We can prove Angle sum property of triangle in so many different ways. In that, I will discuss some important and easy proofs. Out of these proofs whatever you are feeling easy that proof you can learn. But if you learn all different kinds of proofs it will be good.

## One of the Proof of Angle sum property of triangle:

We know that the exterior angle of any given triangle is equal to the sum of opposite interior angles of a triangle.

∠ACD = ∠A + ∠B

Now consider the straight line BCD. We know that the total sum of angles on a straight line is equal to ${ 180 }^{ 0 }$.

∠BCA + ∠ACD = ${ 180 }^{ 0 }$.

Therefore, ∠C + ∠A + ∠B = ${ 180 }^{ 0 }$.

In order, if you write then we will get ∠A + ∠B + ∠C = ${ 180 }^{ 0 }$.

Hence it is proved.

### The Practical proof of Angle sum property of triangle:

All the three angles of a triangle are arranged as shown in the above diagram. We know that angles on a straight line are equal to ${ 180 }^{ 0 }$.

∠1 + ∠2 + ∠3 = ${ 180 }^{ 0 }$.

Hence it is proved.

#### Another Proof of Angle sum property of triangle:

For a triangle ABC, through the vertex A draw a line parallel to BC.

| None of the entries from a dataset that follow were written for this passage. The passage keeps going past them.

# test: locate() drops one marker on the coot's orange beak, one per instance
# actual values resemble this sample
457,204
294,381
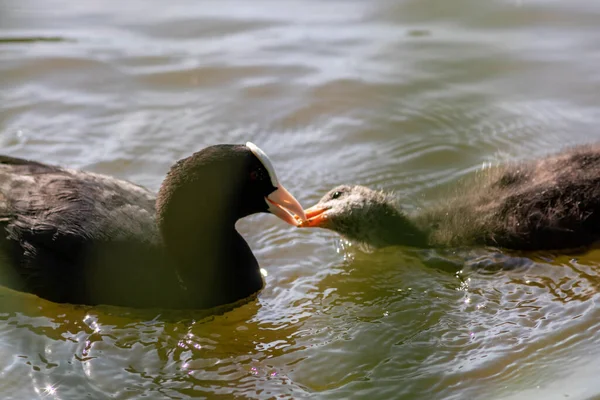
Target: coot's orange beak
316,217
285,206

BC is parallel to EF and AC as transversal

∠ACB = ∠FAC

BC is parallel to EF and AB as transversal

∠ABC = ∠EAB

Therefore, as EF is a straight line

∠EAB + ∠A + ∠FAC = ${ 180 }^{ 0 }$.

∠ABC + ∠A + ∠ACB = ${ 180 }^{ 0 }$.

∠B + ∠A + ∠C = ${ 180 }^{ 0 }$.

Therefore, ∠A + ∠B + ∠C = ${ 180 }^{ 0 }$.

Hence it is proved.